Wow. Friday. FINALLY. I know this is usually a good day for most of us, but for me, this is a particularly important Friday. Today culminates two weeks of pharmaceutical sales training and testing with my company to prepare me for moving into a sales representative role here in San Diego. And after two weeks of furiously studying the clinical trials and science behind out medications, I am more stoked than ever to hit the field and see how this knowledge plays out in a community that I’ve only ever been a patient in.
People have mixed feelings about sales reps. I wrote this post years ago in an effort to clarify the role they need to play in the medical world – to serve as a resource that complements the art of practicing medicine. Pharma reps got a bad reputation for good reason – there were years of excess, of influencing prescribers with trips to Maui and days at the driving range. But those days are long gone and we now live in a world of increasing regulatory restrictions – and quite frankly, I’m generally ok with that. Pharma reps should be focused on offering clinical practice resources for our over-worked medical professionals. The bottom line – you shouldn’t need a huge marketing budget if your science speaks for itself.
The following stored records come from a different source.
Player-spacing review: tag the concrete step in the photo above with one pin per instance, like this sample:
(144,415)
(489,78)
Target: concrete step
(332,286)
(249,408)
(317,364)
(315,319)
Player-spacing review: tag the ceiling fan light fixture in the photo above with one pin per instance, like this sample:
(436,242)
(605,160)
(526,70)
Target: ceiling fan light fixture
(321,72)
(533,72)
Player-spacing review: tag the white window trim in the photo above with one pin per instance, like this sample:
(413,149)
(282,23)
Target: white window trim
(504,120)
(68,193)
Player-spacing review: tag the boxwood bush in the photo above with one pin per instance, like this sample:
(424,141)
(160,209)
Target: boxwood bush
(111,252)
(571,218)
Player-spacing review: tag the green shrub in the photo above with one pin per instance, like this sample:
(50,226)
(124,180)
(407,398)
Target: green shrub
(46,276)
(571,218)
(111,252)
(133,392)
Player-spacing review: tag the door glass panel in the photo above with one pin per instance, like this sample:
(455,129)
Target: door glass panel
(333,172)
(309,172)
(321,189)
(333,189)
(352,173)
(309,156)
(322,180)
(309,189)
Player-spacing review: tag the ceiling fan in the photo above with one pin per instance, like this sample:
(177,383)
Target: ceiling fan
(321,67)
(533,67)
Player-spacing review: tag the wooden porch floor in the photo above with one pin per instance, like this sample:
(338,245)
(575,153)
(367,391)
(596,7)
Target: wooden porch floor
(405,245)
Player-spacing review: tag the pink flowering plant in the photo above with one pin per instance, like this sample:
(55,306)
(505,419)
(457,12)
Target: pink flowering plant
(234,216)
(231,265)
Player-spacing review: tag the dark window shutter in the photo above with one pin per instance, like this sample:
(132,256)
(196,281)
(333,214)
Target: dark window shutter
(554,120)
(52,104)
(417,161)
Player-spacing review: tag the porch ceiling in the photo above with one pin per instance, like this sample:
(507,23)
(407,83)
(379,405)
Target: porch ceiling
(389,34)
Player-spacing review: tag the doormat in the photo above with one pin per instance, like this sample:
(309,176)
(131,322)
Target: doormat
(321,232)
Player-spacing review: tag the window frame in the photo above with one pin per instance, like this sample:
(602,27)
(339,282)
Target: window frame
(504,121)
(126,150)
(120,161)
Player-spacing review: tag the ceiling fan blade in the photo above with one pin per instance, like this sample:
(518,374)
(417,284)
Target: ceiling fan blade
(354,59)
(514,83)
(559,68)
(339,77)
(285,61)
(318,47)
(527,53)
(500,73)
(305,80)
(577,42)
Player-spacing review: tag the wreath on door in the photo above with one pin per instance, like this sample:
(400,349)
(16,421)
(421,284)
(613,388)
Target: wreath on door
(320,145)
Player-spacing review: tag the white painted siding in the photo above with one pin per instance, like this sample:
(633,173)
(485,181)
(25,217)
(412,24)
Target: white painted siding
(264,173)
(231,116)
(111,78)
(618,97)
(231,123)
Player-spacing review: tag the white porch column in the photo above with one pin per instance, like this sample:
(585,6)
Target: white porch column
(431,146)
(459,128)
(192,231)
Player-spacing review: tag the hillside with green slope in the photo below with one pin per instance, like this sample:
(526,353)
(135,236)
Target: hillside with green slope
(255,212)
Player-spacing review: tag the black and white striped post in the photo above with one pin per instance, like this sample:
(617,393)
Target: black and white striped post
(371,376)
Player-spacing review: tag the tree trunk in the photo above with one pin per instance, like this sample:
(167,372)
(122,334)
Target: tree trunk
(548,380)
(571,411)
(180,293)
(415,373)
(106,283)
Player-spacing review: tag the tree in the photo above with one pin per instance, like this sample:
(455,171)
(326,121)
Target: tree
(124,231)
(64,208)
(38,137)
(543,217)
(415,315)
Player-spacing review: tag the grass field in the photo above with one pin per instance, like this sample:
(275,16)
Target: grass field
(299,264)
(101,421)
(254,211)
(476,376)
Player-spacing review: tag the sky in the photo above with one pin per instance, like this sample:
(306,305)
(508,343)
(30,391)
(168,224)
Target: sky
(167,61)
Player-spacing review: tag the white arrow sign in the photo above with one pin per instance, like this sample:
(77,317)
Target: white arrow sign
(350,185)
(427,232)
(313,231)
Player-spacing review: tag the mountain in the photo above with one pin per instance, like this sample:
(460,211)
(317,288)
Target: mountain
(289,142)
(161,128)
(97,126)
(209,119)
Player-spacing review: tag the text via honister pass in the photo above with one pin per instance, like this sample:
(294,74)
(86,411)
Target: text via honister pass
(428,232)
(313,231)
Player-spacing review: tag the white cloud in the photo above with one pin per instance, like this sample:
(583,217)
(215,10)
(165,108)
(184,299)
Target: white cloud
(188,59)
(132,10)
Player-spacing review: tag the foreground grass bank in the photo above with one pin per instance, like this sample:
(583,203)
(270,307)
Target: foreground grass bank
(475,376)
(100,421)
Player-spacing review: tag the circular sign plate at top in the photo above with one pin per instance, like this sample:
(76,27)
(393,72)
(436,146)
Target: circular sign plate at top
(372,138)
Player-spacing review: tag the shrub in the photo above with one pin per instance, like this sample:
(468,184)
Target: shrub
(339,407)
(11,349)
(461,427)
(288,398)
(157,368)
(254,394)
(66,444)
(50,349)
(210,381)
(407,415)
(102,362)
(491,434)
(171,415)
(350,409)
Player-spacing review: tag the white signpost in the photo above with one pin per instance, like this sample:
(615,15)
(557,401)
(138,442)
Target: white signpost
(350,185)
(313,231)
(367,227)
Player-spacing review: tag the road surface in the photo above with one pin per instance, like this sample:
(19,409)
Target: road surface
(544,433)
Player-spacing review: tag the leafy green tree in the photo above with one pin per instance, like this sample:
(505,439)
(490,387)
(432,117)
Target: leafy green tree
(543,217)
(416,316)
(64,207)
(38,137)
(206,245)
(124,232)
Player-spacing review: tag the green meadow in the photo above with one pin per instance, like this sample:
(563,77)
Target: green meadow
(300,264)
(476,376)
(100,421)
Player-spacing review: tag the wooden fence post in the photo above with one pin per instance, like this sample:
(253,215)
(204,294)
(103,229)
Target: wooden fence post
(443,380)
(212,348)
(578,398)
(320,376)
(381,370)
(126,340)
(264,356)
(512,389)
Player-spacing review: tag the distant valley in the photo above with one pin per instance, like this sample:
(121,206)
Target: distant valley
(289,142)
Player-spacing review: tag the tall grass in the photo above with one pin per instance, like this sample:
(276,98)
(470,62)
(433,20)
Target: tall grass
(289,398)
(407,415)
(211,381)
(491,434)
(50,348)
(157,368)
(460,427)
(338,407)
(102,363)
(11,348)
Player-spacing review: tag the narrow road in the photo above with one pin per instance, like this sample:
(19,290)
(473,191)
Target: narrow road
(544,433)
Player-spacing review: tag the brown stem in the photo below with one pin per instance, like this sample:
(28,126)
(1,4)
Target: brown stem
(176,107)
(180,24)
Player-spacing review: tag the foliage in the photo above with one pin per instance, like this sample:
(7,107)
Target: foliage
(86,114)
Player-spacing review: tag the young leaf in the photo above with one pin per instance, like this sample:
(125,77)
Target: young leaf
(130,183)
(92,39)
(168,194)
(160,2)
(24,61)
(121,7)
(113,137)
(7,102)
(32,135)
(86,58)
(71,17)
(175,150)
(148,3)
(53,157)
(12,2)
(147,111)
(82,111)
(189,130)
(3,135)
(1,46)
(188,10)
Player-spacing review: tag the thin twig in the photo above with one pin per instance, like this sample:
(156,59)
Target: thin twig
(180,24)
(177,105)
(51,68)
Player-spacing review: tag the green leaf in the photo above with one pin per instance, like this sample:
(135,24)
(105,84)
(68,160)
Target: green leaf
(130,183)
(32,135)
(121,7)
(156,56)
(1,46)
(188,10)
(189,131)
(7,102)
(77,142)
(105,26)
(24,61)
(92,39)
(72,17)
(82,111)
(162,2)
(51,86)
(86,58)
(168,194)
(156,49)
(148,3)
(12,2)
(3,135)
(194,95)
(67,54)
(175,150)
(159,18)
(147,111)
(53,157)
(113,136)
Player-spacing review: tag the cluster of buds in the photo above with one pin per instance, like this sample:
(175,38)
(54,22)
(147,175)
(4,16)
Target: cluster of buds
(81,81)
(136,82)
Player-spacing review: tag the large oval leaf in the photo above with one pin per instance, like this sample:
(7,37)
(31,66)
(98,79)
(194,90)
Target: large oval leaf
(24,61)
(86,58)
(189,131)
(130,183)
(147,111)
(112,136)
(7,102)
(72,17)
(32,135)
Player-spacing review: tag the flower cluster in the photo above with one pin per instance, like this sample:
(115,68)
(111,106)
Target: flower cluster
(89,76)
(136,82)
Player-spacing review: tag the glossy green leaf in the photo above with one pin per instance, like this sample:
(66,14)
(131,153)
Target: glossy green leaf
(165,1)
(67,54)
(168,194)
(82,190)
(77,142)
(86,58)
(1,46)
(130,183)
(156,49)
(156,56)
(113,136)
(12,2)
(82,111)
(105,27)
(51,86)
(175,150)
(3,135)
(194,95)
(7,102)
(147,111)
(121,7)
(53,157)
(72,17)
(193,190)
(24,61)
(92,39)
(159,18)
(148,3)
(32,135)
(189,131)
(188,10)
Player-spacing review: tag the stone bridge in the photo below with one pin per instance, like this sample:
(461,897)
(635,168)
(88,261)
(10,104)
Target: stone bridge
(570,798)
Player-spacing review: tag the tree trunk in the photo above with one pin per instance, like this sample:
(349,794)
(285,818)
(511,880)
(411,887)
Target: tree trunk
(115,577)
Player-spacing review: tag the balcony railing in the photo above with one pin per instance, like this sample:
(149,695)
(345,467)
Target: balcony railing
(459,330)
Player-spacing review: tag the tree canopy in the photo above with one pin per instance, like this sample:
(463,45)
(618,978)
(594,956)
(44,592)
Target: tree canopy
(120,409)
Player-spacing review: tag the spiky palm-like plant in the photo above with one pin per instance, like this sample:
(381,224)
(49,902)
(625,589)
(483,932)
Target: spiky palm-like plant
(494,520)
Working for a small company, I want the chance to talk science with my customers without worrying if the rep after me is coming in with glossier materials. Many of the new regulations serve to level the playing field for sales reps, so that we can become partners in healthcare, not ATMs or walking billboards. And because I have spent so long being a patient who is ultimately on the receiving end of that information, I look forward to being part of the future of this profession and resetting expectations about what a doctor should be able to gain from his local reps.
Spending the past two weeks completely entrenched in diabetes physiology, medications, and the clinical science behind many therapeutics in the diabetes space, I’ve been pushed to reflect on my own diabetes management. I have to say, sometimes it wasn’t easy realizing that it was my very own disease state population up there on the PowerPoint, or that PWDs are often referred to as non-compliant. But what this experience has shown me is that I have a tremendous opportunity to educate about this disease in a different space. I can’t wait to get the healthcare provider view about the challenges of diabetes management and develop what we can do together to give people with diabetes the opportunity to thrive. Put me in coach, I’m ready to play!